In the final win over Italy, Xavi and Andres Iniesta at one point exchanged 16,000 consecutive passes for a cumulative gain of four yards. The effect on the Italian defence was profound; suffering from extreme motion sickness, the Italians capitulated in a tidal wave of fear, despair and the afternoon’s carbonara.
But at this World Cup, Spain’s spell has been broken.
Holland trounced Vicente del Bosque’s men 5-1 when they refused to be lulled by the rocking motion of Spain’s monotonous passing routine, instead focusing on the steady constant of Del Bosque’s paint-brush moustache on the horizon and waiting for their opponents to slip up.
And Chile brought the curtain down on the era of tiki-taka with a ruthless display of no-nonsense counter-attacking that swept aside Spain’s all-nonsense approach once and for all.
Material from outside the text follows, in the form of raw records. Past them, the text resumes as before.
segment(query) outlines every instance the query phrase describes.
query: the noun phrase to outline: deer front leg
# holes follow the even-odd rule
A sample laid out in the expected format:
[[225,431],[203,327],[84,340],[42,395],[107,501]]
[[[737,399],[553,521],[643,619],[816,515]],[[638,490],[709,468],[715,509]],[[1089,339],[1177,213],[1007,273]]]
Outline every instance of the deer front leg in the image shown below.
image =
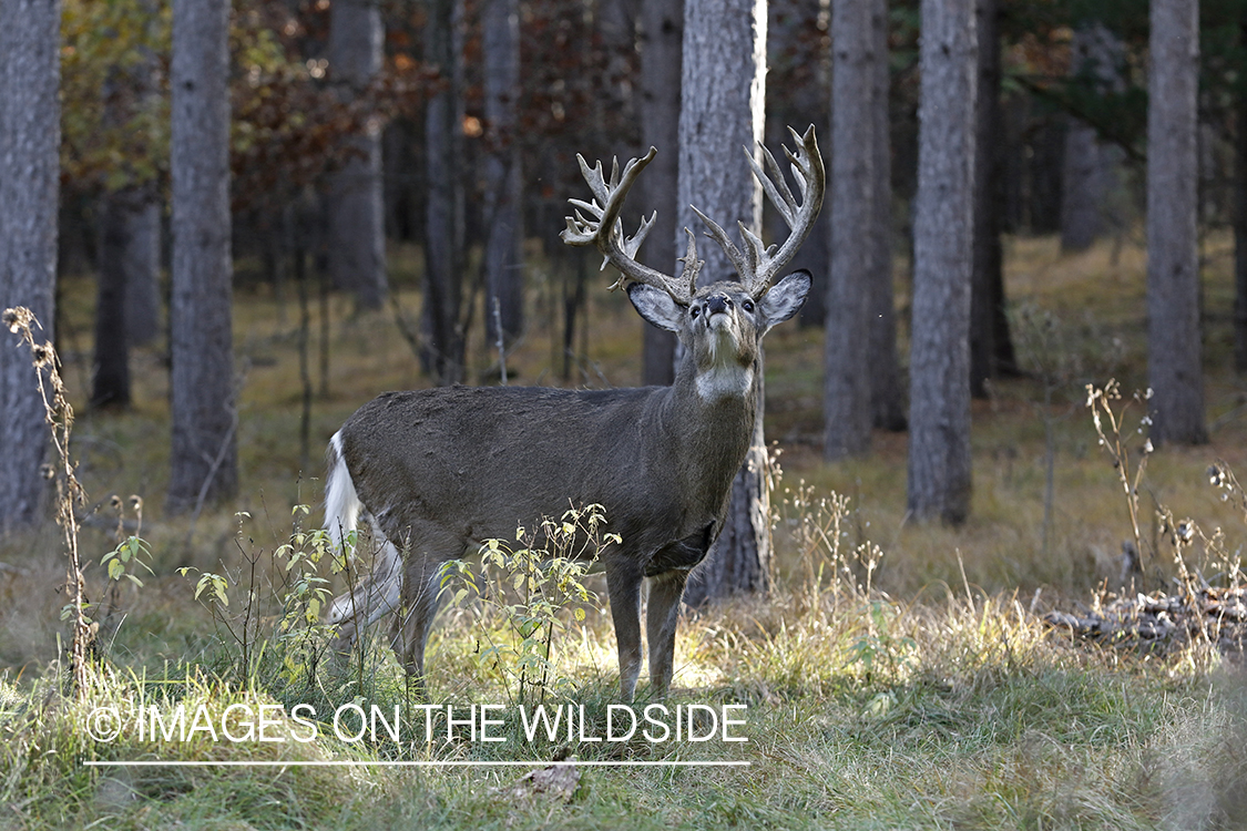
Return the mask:
[[680,620],[680,599],[685,596],[687,571],[671,571],[650,578],[650,609],[646,613],[646,635],[650,640],[650,690],[663,699],[671,688],[676,654],[676,623]]
[[641,674],[641,572],[627,564],[609,568],[606,594],[620,653],[620,699],[627,703]]

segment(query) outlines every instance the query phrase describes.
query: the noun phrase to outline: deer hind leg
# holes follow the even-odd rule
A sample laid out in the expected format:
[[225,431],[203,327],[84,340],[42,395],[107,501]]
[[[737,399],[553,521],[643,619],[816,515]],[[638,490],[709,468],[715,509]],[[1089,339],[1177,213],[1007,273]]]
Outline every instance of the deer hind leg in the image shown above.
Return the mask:
[[676,623],[680,599],[685,596],[687,571],[671,571],[650,578],[650,608],[646,612],[646,638],[650,642],[650,690],[655,699],[666,698],[676,654]]
[[606,594],[620,654],[620,698],[631,701],[641,674],[641,573],[626,564],[607,568]]
[[393,542],[373,522],[375,554],[368,573],[349,591],[333,598],[328,620],[337,623],[334,652],[350,652],[364,629],[398,608],[403,581],[402,557]]

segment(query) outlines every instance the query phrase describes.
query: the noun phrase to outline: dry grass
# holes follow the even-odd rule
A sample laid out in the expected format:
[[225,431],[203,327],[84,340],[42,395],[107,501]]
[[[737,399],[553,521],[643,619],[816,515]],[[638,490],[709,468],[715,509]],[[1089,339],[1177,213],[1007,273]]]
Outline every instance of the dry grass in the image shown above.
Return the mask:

The Chileans had the cutting edge of Alexis Sanchez and Arturo Vidal that Spain lacked, and dismissed tiki-taka with initial interest, followed by vigorous engagement and finally the aloof disdain with which one would regard an undersized mint.
The Spanish left only the briefest of tastes in the mouth in Rio, sweet but ultimately unsatisfying, before being swept up in a metaphorical deluge of teeth and mucus and disintegrating, leaving Chile to wonder if they were ever there at all.
It’s now up to Spain to re-invent themselves and find a new style of football to dominate the world – it is likely to be some form of Cambridge United-esque Route One, or Camino Uno, as the Spanish like to call it.
Many in Spain feel that this is the ideal time to turn to Sam Allardyce, who has long been tipped for the post, but John Beck may also enter the frame. Alternatively, Spain may take the more attractive option of giving up on football altogether and focusing on pelota.